The Bobcats have reached an agreement in principle with the Hall of Famer to become their new associate head coach, said a person familiar with the situation.
The person spoke to The Associated Press Tuesday on condition of anonymity because the hire has not yet been made official.
The 50-year-old Ewing and Jordan were teammates on the 1992 USA Olympic ”Dream Team” that won gold at the Barcelona Games.
Ewing was out of coaching last year after the Magic decided to let go of Stan Van Gundy and overhaul their roster while embarking on a major rebuilding project following the 2011-12 season.
Ewing spent part of last season working as an NBA broadcaster.
Before that Ewing worked for five years as an assistant coach with the Magic alongside Steve Clifford, who was hired as the Bobcats head coach last month.
Ewing has nine years of experience as an NBA assistant coach. He’s also worked as an assistant coach for the Washington Wizards and Houston Rockets.
Ewing interviewed for the Bobcats head coaching position in 2012, but Jordan hired Mike Dunlap instead. Ewing also interviewed for the Detroit Pistons head coaching position in 2011. However, that job was given to Lawrence Frank.
Ewing has said in the past he wants a chance to become a head coach and being the second in charge with the Bobcats could afford him that opportunity down the road.
He will be the first assistant coach hired by Clifford, who looks to dramatically improve a Bobcats team that finished 21-61 last season under Dunlap and is 28-120 over the past two seasons.

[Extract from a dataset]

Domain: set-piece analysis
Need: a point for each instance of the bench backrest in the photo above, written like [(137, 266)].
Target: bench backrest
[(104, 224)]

The Bobcats will almost certainly lean on Ewing’s expertise as a former center to help develop the low post games of Byron Mullens and Bismack Biyombo. Charlotte hasn’t had a true dominant center and general manager Rich Cho said earlier this offseason the team will be looking to ”add bigs” to the roster.
Ewing, a native of Kingston, Jamaica, was an 11-time NBA All-Star and the league’s Rookie of the Year in 1986.
In college, he helped Georgetown to the NCAA Division I national championship in 1984 and was named the Naismith College Player of the Year in 1985.